Direct Sparse Solver for Clusters Crash when using MPI Nested Dissection Algorithm

William_D_2 · ‎06-10-2017

I have a code that calls the the Direct Sparse Solver for Clusters Interface.I have an error when I run it using the option for the MPI based nested dissection. Documentation can be found here: https://software.intel.com/en-us/mkl-developer-reference-c-cluster-sparse-solver-iparm-parameter

When i have iparam[1] = 3 everything works fine.

When I set it iparam[1] = 10, I get no errors, no warnings, no output when msglvl is set to one. I assume this is because the system is crashing really hard.

I am using the 64-bit interface of the solver and not using the MPI-based dissection is not an option (my matrix has 50 billion non-zero elements and is 12 billion by 12 billion). I am using the Latest version of the MKL cluster library.

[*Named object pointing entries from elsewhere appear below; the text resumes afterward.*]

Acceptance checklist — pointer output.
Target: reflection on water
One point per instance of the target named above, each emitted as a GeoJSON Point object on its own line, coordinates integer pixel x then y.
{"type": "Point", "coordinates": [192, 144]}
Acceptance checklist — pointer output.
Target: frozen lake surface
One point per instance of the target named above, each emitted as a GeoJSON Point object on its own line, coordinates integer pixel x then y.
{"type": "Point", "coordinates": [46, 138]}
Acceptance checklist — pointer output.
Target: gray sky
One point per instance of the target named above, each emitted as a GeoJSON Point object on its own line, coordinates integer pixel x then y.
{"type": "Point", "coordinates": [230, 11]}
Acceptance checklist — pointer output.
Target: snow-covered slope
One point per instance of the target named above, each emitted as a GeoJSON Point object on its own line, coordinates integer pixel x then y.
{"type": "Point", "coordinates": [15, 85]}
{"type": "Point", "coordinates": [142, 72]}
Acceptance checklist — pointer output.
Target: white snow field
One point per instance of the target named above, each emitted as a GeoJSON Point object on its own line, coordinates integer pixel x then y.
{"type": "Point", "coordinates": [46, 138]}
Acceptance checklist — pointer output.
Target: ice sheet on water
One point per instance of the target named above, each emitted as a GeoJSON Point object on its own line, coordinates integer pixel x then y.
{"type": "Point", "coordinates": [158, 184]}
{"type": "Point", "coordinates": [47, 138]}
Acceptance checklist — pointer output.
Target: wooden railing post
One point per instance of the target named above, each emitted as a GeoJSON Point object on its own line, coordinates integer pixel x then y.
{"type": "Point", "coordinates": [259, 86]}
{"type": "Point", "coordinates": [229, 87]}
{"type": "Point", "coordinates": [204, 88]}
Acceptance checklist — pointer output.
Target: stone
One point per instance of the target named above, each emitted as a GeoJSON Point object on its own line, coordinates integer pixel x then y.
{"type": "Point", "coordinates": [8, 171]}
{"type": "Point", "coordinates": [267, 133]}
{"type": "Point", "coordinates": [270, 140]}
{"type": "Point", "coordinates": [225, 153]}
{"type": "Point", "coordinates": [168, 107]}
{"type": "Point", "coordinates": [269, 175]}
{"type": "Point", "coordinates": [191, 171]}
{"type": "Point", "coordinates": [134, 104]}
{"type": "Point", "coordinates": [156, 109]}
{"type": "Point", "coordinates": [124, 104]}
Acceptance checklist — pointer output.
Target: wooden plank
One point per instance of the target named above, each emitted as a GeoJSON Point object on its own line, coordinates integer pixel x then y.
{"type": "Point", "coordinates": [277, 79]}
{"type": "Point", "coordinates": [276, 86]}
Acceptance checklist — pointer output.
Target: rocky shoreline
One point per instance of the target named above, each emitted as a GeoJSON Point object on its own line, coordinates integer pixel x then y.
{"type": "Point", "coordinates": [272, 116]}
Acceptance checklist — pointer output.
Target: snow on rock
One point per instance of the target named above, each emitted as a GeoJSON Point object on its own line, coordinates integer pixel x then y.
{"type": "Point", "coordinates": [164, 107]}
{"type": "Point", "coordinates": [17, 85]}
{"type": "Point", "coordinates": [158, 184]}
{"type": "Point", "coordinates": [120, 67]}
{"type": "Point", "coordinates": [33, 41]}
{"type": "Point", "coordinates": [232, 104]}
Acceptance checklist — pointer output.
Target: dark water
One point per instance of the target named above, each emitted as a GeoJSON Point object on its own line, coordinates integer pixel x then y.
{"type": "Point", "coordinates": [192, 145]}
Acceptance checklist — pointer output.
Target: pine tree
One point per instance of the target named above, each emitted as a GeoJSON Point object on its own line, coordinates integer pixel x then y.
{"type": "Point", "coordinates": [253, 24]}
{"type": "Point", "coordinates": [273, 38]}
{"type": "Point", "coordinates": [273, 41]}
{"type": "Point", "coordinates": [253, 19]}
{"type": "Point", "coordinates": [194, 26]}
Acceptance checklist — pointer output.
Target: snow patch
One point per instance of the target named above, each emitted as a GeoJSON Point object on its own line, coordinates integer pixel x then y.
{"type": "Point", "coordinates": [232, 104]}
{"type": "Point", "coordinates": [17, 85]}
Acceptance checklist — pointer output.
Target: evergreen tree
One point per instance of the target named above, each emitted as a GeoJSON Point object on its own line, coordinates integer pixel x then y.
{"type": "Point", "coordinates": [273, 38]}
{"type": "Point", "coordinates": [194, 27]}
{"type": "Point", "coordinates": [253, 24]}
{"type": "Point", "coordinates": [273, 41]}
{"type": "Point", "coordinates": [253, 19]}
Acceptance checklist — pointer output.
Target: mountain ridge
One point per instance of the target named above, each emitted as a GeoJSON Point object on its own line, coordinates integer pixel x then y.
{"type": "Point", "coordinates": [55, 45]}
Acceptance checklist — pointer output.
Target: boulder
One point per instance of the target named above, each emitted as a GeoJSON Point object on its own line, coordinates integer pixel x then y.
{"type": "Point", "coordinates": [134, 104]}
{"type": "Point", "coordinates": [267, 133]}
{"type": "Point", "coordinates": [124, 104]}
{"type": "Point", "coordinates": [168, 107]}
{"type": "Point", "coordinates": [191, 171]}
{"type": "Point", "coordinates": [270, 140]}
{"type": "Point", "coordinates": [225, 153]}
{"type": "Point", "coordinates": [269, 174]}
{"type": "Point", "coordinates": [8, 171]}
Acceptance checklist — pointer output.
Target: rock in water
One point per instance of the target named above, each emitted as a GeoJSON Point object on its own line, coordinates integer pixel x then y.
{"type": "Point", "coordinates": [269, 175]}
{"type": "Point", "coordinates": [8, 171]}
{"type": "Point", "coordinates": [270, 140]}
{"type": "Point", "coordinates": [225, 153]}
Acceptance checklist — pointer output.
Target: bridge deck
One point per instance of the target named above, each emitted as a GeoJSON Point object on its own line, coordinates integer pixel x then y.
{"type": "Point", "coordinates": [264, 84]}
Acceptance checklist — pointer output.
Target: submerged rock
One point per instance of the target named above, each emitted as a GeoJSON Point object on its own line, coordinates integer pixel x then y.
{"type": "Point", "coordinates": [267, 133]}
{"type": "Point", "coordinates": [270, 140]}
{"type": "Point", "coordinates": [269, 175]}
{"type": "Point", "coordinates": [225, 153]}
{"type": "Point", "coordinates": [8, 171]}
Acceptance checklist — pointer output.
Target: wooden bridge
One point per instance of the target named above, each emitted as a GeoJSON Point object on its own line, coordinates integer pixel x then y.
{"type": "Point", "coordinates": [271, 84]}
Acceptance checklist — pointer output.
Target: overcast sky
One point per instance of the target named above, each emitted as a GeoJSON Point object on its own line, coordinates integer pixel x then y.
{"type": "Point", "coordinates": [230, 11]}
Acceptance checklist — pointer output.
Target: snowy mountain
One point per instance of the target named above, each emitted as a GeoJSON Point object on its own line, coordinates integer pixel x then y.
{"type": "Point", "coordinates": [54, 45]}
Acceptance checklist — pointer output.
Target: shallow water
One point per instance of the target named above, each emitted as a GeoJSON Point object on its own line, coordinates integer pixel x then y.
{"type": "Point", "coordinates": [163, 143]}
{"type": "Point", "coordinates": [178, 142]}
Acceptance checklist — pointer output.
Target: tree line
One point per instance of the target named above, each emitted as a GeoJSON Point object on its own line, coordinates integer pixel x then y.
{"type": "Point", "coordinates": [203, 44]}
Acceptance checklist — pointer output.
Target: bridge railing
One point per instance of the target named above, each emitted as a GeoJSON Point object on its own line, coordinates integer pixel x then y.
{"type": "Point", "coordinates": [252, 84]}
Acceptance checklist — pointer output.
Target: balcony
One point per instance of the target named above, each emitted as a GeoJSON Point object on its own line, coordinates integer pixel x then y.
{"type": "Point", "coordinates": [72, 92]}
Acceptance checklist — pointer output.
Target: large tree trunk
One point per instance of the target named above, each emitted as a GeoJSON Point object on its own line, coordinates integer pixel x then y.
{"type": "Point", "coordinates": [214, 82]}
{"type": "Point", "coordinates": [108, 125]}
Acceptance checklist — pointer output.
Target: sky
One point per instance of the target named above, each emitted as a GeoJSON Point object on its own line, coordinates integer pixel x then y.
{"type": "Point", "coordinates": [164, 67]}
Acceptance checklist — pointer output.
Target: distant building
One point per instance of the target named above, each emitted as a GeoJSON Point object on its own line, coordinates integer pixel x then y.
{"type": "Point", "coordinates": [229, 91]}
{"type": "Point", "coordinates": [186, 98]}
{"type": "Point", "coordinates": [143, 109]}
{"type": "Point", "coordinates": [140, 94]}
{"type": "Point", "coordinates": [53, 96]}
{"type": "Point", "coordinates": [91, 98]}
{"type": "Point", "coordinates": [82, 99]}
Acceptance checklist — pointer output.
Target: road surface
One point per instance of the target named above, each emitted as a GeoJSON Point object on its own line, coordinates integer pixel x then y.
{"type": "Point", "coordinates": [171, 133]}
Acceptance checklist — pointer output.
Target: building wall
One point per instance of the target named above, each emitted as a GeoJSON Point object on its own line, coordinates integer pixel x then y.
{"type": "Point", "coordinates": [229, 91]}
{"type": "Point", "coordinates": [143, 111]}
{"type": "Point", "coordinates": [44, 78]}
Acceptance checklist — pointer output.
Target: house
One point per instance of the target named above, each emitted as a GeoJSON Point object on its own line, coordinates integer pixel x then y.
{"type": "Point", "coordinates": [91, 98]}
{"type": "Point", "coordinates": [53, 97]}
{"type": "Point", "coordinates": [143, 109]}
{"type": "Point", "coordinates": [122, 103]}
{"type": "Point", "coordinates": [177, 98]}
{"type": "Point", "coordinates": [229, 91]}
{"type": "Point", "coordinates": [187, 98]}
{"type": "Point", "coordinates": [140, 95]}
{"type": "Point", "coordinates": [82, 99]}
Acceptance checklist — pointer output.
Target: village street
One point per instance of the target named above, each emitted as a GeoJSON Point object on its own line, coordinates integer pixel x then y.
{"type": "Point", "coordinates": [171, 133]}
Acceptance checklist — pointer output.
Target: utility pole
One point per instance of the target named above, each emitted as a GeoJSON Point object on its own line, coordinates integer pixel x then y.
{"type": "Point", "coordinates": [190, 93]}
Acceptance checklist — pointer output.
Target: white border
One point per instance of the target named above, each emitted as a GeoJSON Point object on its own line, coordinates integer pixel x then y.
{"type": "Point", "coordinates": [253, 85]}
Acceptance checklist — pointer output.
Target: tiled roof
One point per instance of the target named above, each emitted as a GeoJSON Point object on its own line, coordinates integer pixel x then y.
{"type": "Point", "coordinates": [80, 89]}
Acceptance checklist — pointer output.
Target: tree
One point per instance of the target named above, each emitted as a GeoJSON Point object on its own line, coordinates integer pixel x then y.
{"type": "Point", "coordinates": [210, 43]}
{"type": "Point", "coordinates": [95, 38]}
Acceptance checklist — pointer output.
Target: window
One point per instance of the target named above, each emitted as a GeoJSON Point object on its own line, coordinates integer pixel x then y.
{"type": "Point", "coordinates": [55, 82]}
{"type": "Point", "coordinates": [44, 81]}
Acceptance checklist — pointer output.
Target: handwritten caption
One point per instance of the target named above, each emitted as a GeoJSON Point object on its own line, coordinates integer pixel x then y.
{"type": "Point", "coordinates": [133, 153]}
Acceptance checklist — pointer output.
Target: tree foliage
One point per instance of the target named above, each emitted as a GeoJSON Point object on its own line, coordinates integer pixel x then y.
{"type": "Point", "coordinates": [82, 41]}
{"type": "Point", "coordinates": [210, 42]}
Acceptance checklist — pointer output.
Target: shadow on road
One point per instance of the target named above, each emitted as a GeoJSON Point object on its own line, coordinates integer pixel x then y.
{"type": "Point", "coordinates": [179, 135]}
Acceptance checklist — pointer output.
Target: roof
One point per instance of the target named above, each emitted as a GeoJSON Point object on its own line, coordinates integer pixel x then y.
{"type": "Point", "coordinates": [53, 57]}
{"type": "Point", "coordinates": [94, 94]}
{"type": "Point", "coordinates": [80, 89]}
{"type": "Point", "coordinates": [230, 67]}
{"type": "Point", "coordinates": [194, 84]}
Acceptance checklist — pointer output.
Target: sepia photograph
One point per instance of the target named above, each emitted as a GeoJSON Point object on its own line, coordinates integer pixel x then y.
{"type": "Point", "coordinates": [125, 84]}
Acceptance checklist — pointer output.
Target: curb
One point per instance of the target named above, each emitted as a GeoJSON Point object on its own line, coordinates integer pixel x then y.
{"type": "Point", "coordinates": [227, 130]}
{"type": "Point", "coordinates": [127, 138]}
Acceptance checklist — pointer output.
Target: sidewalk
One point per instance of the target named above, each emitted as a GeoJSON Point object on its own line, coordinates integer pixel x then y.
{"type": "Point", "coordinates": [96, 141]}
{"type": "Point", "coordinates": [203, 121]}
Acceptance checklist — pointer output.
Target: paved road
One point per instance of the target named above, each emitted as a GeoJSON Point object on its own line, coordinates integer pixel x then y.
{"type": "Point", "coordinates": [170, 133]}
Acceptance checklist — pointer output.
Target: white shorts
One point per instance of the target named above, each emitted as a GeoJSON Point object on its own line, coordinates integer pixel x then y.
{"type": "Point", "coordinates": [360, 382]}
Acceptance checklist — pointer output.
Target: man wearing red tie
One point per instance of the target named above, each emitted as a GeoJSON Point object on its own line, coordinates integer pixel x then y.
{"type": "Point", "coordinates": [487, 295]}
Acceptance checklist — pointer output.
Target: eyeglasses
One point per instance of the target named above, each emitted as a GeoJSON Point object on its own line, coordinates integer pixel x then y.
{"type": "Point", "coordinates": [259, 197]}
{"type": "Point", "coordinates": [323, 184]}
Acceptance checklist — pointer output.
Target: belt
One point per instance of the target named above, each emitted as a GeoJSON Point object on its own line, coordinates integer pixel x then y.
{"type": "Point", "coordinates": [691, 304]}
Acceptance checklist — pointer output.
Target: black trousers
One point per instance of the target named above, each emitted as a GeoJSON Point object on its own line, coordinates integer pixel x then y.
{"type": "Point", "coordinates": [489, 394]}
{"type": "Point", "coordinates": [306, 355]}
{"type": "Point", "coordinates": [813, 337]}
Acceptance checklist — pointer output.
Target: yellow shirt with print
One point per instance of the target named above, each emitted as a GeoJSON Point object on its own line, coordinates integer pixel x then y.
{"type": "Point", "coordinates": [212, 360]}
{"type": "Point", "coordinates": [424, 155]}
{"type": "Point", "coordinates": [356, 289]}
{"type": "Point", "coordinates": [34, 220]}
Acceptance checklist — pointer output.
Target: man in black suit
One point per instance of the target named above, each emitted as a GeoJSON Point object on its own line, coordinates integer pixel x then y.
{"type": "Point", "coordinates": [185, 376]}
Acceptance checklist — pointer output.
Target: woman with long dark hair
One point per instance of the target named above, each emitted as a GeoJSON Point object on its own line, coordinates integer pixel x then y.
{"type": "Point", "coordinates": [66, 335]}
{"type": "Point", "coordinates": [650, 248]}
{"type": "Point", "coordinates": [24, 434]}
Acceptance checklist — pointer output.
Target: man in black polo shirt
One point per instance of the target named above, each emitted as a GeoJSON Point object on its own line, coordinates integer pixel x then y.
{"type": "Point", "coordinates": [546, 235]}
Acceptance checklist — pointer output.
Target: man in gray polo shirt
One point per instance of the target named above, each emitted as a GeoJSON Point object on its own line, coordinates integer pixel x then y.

I just spent two weeks modifying the code to remove overlaps in the matrix elements to use this feature.

What Is going wrong?

Edit #1: Changed iparam[39] to iparam[1].

Gennady_F_Intel · ‎06-11-2017

>> When I set it to 10, I get no errors, no warnings, no output when msglvl is set to one. I assume this is because the system is crashing really hard.

do you mean when iparm[39] == 1 or 0?

William_D_2 · ‎06-11-2017

Gennady,

Please See Revised question. I meant iparam[1] = 10;

Gennady_F_Intel · ‎06-11-2017

In the case if you properly split the input matrix across MPI processes then it look like the bug in MPI version of nested dissection algorithm. How many MPI processes did you run? and what is the size of RAM on each of nodes?

William_D_2 · ‎06-11-2017

So i am currently testing this code on my local machine. It is a single CPU (4-core) is 32 GB of memory total. I am running four MPI processes and specifically an extremely small problem size (48x48 matrix). This is just trying to feel out the algorithm.

I was able to make some modifications to my other code and I am now getting an error value of -2. I know this means there is not enough memory, but it makes no sense. I have 21 GB available currently and the rest of the data takes no more than 1 GB, for my trial runs.

William_D_2 · ‎06-11-2017

This out of memory error occurs even when I have a single MPI process and iparam[1] =10. When running a single MPI process it is supposed to failsafe to one of the other partitioning algorithms. It is not doing that however. So this must be in a memory allocation that is happening by default if the flag is set.

William_D_2 · ‎06-19-2017

@Gennady

Is there any hope of this bug being fixed in the 2018 builds? I am using this library as part of my dissertation project and would like to know if I need to shift to a different library to resolve the problem.

Gennady_F_Intel · ‎06-19-2017

the problem is we couldn't reproduce this behavior on our side with the latest MKL 2018 beta u1 and MKL 2017.u3.

Could you give us the reproducer to check the problem on our side?

William_D_2 · ‎07-07-2017

Gennady,

Sorry for the long reply I was making sure there were other bugs in my code that were not problems. i found some other inconsistencies but fixed those and came back to the same conclusion. Attached is a couple of codes that reproduce the bugs I saw. It is formatted after my own code with only superficial changes due to the need to simplify the interface. Also there is a README with some more relevant details.

Let me know what your guys think/see.